The TTP’s organizational restructuring, particularly its expansion in Balochistan and Punjab, warrants critical scrutiny to decipher the group’s underlying motives. It is also important to evaluate them to determine whether such pronouncements are for propaganda consumption or genuine security threats. These developments can be deciphered in four ways. 

Abdul Basit

The TTP’s organizational restructuring, particularly its expansion in Balochistan and Punjab, warrants critical scrutiny to decipher the group’s underlying motives. It is also important to evaluate them to determine whether such pronouncements are for propaganda consumption or genuine security threats. These developments can be deciphered in four ways.  

First, notwithstanding its ideological rhetoric, the TTP is primarily an ex-FATA-based militant outfit with more than 80 percent of its manpower coming from the Mehsud tribe. For instance, three of TTP’s four chiefs, Baitullah, Hakimullah, and Nur Wali, belong to the Mehsud tribe.

Mullah Fazalullah is the only notable exception who was a Yousafzai Pashtun from Swat. To dispel the impression of being a Pashtun militant group of the ex-FATA region, the TTP is trying to diversify its recruitment pool as well as expand into Balochistan and Punjab to justify its claims of being a Pakistan-centric organization. It bears mentioning that the TTP already has a sizable footprint in Karachi.

Second, the TTP is trying to transform its activism from a tribal struggle into an urban insurgency to create a powerful impact. In a bid to take its asymmetrical warfare to Pakistan’s main cities, the group is expanding into Punjab. Research indicates that urban terrorist attacks generate more impact and media coverage as compared to attacks carried out in peripheral conflict zones. Therefore, the banned outfit is moving around its militant cells to Punjab’s urban areas to trigger a new wave of attacks.  
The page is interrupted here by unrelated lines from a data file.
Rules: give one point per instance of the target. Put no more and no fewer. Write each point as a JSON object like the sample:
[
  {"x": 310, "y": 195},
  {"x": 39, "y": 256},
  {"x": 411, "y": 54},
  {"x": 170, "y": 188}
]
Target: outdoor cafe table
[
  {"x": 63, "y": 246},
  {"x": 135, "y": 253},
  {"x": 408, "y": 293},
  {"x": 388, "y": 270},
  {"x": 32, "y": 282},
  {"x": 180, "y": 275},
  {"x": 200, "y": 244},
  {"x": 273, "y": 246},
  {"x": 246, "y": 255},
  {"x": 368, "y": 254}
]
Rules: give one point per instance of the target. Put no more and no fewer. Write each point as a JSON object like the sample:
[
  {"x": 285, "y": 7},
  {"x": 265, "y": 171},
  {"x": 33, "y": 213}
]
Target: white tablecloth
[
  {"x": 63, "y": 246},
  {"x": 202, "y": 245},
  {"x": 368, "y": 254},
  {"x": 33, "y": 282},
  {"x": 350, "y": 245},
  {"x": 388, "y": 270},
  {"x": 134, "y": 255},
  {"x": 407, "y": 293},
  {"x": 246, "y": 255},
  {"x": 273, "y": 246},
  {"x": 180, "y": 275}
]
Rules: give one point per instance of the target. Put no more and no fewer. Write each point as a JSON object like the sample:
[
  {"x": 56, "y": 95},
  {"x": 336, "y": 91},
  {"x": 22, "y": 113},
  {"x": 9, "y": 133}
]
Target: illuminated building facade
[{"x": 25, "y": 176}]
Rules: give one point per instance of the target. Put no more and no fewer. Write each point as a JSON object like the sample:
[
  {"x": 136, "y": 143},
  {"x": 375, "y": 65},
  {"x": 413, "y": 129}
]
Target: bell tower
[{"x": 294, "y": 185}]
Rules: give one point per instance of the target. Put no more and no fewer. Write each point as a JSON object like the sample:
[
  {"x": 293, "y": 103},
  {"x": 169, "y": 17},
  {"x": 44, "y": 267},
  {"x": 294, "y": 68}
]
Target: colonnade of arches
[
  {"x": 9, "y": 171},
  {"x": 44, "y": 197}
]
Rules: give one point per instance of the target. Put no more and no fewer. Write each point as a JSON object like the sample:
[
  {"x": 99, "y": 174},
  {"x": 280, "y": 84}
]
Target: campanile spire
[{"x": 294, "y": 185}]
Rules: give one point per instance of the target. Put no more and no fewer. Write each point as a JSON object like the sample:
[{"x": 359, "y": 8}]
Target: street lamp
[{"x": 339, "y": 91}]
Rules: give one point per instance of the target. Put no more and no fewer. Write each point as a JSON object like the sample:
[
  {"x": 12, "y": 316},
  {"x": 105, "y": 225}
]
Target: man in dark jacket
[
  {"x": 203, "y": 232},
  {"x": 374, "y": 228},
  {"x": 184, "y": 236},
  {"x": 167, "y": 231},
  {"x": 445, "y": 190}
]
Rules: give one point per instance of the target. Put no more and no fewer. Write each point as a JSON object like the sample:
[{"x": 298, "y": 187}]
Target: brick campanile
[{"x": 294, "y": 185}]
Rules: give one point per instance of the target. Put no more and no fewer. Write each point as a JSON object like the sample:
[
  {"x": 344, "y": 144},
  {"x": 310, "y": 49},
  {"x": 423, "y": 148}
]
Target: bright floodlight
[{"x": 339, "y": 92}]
Third, as the Pakistani government is applying persistent diplomatic pressure on the Afghan Taliban regime to stop TTP from using Afghan soil for attacks in Pakistan, the militant group is searching for new hideouts. In doing so, it is trying to minimize its dependence on the Taliban for sanctuaries in Afghanistan. The expansion of the TTP’s organizational footprint into Punjab and Balochistan is part of its efforts to look for alternative hideouts.
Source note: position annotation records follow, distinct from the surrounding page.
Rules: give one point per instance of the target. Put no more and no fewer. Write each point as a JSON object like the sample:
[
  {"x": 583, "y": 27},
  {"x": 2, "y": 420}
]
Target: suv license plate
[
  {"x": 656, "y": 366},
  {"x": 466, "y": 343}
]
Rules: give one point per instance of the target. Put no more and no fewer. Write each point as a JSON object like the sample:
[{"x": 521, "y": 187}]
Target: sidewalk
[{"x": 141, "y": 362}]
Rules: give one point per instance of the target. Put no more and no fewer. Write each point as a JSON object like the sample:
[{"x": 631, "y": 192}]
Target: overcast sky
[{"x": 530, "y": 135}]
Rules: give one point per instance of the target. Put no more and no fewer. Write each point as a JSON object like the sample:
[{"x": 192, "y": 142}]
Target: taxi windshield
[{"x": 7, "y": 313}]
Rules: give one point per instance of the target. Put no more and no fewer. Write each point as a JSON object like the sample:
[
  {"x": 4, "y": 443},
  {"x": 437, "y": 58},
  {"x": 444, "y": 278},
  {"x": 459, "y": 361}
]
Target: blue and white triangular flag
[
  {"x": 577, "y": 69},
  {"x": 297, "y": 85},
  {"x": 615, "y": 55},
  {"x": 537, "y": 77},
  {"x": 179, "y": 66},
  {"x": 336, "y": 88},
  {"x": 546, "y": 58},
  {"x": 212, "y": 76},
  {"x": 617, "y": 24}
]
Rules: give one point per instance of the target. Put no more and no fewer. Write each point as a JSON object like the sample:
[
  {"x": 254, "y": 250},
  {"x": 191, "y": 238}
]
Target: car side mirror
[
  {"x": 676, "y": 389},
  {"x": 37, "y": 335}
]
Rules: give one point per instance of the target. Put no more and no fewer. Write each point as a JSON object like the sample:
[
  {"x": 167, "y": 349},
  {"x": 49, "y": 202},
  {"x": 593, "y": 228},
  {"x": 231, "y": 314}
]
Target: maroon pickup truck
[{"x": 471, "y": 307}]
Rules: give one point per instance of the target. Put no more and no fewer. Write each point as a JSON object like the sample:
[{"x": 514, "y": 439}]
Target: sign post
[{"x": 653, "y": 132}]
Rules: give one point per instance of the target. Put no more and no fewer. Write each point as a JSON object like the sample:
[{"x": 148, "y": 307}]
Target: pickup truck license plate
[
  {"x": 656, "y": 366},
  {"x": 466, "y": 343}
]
Finally, it is also possible that the TTP’s expansion into Punjab and Balochistan is a genuine outcome of its growing organizational prowess and operational strength. Presently, the group’s manpower stands between 8,000 to 10,000, while it has immensely benefited from factional mergers and jailbreaks. 
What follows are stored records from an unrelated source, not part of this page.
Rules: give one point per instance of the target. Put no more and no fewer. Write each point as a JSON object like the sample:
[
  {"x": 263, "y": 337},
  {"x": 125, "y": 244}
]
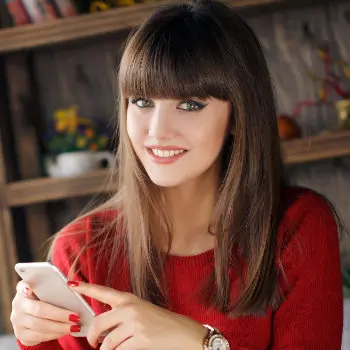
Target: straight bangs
[{"x": 173, "y": 58}]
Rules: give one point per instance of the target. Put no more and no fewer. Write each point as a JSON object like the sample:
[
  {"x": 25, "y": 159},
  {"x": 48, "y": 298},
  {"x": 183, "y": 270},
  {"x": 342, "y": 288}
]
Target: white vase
[{"x": 76, "y": 163}]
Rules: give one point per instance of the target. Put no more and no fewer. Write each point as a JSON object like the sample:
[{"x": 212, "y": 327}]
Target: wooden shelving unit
[
  {"x": 27, "y": 192},
  {"x": 91, "y": 25}
]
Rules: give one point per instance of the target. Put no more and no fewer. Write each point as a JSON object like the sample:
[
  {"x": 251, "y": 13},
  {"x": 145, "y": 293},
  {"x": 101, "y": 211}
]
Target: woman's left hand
[{"x": 134, "y": 323}]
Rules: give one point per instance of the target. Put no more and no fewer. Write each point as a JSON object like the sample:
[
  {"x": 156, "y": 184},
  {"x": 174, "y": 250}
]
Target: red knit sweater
[{"x": 310, "y": 317}]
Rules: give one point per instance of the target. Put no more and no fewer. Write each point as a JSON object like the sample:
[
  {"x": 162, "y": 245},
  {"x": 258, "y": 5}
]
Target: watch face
[{"x": 218, "y": 342}]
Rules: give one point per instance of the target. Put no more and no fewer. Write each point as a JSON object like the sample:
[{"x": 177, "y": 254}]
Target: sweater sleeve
[
  {"x": 311, "y": 315},
  {"x": 67, "y": 247}
]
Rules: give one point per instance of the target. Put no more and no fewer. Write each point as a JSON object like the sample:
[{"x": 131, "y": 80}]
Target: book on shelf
[
  {"x": 40, "y": 10},
  {"x": 12, "y": 13}
]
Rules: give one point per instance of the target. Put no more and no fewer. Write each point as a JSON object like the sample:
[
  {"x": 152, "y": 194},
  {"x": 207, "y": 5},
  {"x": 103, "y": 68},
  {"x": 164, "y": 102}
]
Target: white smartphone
[{"x": 50, "y": 285}]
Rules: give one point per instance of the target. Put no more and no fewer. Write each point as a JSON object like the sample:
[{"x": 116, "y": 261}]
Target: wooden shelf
[
  {"x": 89, "y": 25},
  {"x": 28, "y": 192}
]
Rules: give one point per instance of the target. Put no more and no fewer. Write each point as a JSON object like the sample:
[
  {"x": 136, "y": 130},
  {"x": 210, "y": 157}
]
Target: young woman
[{"x": 202, "y": 228}]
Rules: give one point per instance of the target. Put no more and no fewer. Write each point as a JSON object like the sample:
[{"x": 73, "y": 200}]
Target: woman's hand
[
  {"x": 137, "y": 324},
  {"x": 35, "y": 322}
]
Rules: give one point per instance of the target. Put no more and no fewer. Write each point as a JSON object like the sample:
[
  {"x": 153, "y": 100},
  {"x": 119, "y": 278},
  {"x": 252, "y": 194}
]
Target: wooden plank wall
[{"x": 82, "y": 74}]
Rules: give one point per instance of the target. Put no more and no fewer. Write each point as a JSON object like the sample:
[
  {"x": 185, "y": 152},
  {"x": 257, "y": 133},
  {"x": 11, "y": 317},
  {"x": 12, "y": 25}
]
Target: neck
[{"x": 191, "y": 207}]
In the last two years, more than 30 militant groups have pledged their oaths of allegiance to TTP chief, Nur Wali Mehsud. Furthermore, the TTP prisoners freed from Pul-e-Charkhi and Bagram prisons at the time of the Taliban’s takeover of Afghanistan also strengthened the group, an assumption that will be tested in the coming days.

If the TTP escalates its urban attacks, then the organizational expansion is more than a propaganda stunt. On the contrary, if the conflict trajectory remains the same, then such pronouncements lack substance.  

Pakistan’s counterterrorism campaign will have to closely watch the TTP’s expansion and organizational restructuring to effectively respond to its urban militant campaign. The group is continuously moving its militant resources around to achieve the maximum impact of its resurgence. Pakistan will have to use a combination of diplomacy, the application of kinetic and non-kinetic forces, as well as a revamped border security framework for an effective counter-response.  

– The author is a senior associate fellow at the S. Rajaratnam School of International Studies, Singapore.